Several props—some of which featured a large K in a circle—were recycled from Citizen Kane, which RKO had made 15 years earlier, and may have prompted the use of the name "Kyne."

The film was reportedly sold outright to RKO for a profit of $500,000.

==Reception==
On its release, film critic Abe Weiler liked the film, especially the acting. He wrote: "Since it is full of sound and fury, murder, sacred and profane love and a fair quota of intramural intrigue, a viewer is left wondering if the tycoons of the giant Kyne publishing combine ever bother to cover such mundane stories as the weather. But while this journalistic jamboree is more flamboyant than probable, a tight and sophisticated script by Casey Robinson and a clutch of professional performances make While the City Sleeps a diverting and workmanlike fiction."

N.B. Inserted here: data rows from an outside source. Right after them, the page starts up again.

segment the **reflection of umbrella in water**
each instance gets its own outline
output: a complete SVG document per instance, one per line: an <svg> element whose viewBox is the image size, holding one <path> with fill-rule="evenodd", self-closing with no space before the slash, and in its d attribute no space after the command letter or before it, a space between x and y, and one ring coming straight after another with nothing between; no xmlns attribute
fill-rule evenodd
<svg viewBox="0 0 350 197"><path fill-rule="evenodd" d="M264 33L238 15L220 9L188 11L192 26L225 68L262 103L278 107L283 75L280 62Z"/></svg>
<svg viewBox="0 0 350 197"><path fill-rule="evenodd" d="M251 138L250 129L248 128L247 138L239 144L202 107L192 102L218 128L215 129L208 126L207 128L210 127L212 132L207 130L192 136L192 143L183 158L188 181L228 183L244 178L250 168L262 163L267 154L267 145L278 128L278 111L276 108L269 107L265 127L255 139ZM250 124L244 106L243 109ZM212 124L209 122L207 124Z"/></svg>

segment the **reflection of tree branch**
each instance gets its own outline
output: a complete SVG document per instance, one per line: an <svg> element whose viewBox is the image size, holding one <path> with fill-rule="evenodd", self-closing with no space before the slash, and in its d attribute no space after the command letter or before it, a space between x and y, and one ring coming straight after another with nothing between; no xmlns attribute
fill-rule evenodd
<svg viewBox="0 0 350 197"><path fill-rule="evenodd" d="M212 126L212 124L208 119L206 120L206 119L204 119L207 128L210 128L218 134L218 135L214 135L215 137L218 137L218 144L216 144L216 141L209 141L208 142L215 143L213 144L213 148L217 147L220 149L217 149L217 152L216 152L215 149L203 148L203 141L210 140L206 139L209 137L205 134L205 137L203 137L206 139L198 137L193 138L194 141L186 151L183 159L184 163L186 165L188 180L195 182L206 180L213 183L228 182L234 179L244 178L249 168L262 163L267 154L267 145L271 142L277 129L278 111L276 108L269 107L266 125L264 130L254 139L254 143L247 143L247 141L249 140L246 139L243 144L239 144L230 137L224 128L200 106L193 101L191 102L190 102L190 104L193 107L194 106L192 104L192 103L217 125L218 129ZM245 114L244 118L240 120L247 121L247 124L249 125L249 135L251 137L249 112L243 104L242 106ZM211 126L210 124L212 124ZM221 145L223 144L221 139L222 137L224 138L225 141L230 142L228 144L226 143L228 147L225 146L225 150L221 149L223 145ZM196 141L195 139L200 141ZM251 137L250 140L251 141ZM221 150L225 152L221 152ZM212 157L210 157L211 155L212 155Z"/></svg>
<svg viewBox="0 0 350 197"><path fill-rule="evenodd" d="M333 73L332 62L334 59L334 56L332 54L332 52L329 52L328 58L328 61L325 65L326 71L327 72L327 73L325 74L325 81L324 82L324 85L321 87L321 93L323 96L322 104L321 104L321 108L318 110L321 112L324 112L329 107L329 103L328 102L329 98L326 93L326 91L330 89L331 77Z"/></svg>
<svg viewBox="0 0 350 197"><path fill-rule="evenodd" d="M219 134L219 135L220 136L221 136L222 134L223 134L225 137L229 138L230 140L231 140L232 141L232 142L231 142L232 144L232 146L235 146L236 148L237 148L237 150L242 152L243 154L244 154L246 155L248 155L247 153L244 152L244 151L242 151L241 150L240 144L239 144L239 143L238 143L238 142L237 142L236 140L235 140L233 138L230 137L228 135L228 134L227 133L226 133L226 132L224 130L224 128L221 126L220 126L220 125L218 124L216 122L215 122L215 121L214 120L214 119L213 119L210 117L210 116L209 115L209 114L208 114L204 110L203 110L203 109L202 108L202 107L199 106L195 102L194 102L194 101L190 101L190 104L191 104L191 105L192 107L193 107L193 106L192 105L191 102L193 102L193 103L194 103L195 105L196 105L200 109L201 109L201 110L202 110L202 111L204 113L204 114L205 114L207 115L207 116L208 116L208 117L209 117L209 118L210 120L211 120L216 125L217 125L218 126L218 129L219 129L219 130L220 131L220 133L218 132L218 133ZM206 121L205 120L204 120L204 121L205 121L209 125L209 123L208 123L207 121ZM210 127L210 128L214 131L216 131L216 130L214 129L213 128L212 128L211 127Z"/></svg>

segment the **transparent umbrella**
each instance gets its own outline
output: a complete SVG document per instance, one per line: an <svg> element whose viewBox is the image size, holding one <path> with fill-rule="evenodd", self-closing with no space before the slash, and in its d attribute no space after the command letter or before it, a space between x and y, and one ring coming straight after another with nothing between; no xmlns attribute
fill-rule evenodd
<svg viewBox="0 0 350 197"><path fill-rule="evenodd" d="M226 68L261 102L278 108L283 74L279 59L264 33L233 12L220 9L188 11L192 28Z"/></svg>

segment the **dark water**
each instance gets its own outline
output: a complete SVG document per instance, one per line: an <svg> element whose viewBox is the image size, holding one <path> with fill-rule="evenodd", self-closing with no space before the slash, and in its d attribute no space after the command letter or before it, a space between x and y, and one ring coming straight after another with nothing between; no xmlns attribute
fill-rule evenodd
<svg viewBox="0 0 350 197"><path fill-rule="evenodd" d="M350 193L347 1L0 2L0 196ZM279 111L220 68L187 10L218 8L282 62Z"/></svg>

Decades after the film's release, it continues to attract critical attention. In 1998, Jonathan Rosenbaum of the Chicago Reader included the film in his unranked list of the best American films not included on the AFI Top 100. Time Out film reviews wrote of the film, "Lang makes inspired use of glass-walled offices, where all is seen and nothing revealed, and traces explicit parallels between Andrews and the murderer. Lang's most underrated movie." Emanuel Levy wrote in 2019, "One of Fritz Lang’s best noir crime films of the 1950s, 'While the City Sleeps' is a significant film in anticipating future trends of the genre."

==Home media==
Unavailable on home video for many years following a VHS release in the 1990s, in 2010 While the City Sleeps became available on DVD in the UK by Exposure Cinema. In 2011 it was released in the U.S. on DVD-R by the Warner Archive Collection (WAC). Internet review site DVD Beaver compared these releases, citing the Exposure release as superior due to the Warner Archive release being "Single-layered and significantly softer. It also has some brightness boosting." The reviewer, Gary Tooze, also states that "There are no extras, not even the trailer that is available on [the] Exposure disc". The Exposure Cinema release is open-matte, while the Warner Archive release is in Superscope. Warner Archive released a region-free Blu-ray on March 13, 2018, about which Tooze concludes, "I love the film, but the HD - superior in quality - is a part of an underwhelming package - yet we must own it with no signs of a more complete Blu-ray release in the future, unless it comes from the UK or France."